第三日數萬將士,一一發刀配甲後,回去睡了個長覺,城中只有呼嚕聲此起彼伏。
翌日凌晨,不算豐盛,但也熱乎管夠的一頓早飯下肚,城中兵馬集結列陣,凌沺帶着衆將等在南城外。
“恭迎太子殿下。”數千輕騎伴着踏踏馬蹄聲和漫天煙塵而來,看清了旗幟和一身雪白蟒袍的當先之人,凌沺率衆迎上,俯身一禮。

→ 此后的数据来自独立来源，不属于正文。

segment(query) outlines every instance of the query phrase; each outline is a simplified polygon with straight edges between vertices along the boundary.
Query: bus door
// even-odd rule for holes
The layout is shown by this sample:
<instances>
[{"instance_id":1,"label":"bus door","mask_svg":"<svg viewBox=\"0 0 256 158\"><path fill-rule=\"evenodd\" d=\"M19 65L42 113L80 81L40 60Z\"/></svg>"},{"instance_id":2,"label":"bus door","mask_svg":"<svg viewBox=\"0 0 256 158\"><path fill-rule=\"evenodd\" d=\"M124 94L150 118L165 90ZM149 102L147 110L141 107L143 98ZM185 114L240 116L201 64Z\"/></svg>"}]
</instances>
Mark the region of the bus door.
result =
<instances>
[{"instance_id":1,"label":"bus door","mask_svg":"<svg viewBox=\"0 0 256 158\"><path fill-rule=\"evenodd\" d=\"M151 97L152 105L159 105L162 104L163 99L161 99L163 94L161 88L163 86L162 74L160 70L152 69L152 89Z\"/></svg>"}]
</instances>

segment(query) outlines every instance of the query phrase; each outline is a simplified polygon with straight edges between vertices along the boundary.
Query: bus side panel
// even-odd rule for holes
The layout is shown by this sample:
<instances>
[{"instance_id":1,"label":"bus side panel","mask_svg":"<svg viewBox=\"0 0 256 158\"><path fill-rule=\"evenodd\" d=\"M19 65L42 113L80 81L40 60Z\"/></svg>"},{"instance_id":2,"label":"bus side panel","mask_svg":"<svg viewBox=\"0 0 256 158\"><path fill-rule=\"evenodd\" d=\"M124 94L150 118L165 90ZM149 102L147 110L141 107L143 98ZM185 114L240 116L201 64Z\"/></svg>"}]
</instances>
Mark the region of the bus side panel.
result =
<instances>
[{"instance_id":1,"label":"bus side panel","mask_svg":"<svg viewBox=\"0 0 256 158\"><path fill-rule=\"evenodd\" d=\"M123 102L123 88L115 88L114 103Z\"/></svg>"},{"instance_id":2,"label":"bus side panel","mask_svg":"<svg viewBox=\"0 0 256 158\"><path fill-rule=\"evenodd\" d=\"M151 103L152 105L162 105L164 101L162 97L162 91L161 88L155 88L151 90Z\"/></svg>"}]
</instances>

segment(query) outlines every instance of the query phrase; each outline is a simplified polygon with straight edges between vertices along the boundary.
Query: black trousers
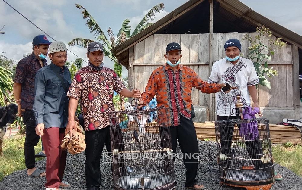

“凌將軍免禮。”太子呂思明親自下馬,不顧雙腿疼痛,龍行虎步上前,帶着明媚的笑容托起凌沺。
“請殿下入城。”凌沺側身引臂,言道。
“你我同行。”呂思明拉住凌沺,闊步向城內走去。
“殿下,此番戰事緊急,臣麾下將士不多,無力分兵繼續駐守,勞煩殿下匆忙趕至,實在罪過。”凌沺被謝皕安拉了一下,落後半步,隨即想起來老謝的叮囑,拱手言道一句,歉意賊假。
“衆將士爲大璟戮力外戰,平邊境禍患隱憂,孤能做些力所能及之事,深感高興,何來怪罪之言。”呂思明笑道,好似沒看見凌沺的虛假一樣。
“謝過殿下寬仁體恤。”凌沺假模假勢的再謝過,言道:“臣等恐誤戰機,殿下親軍接管城防後,將即刻啓程發兵,城內一應事務將由吳先生等府上客卿,代爲與殿下交接清楚。”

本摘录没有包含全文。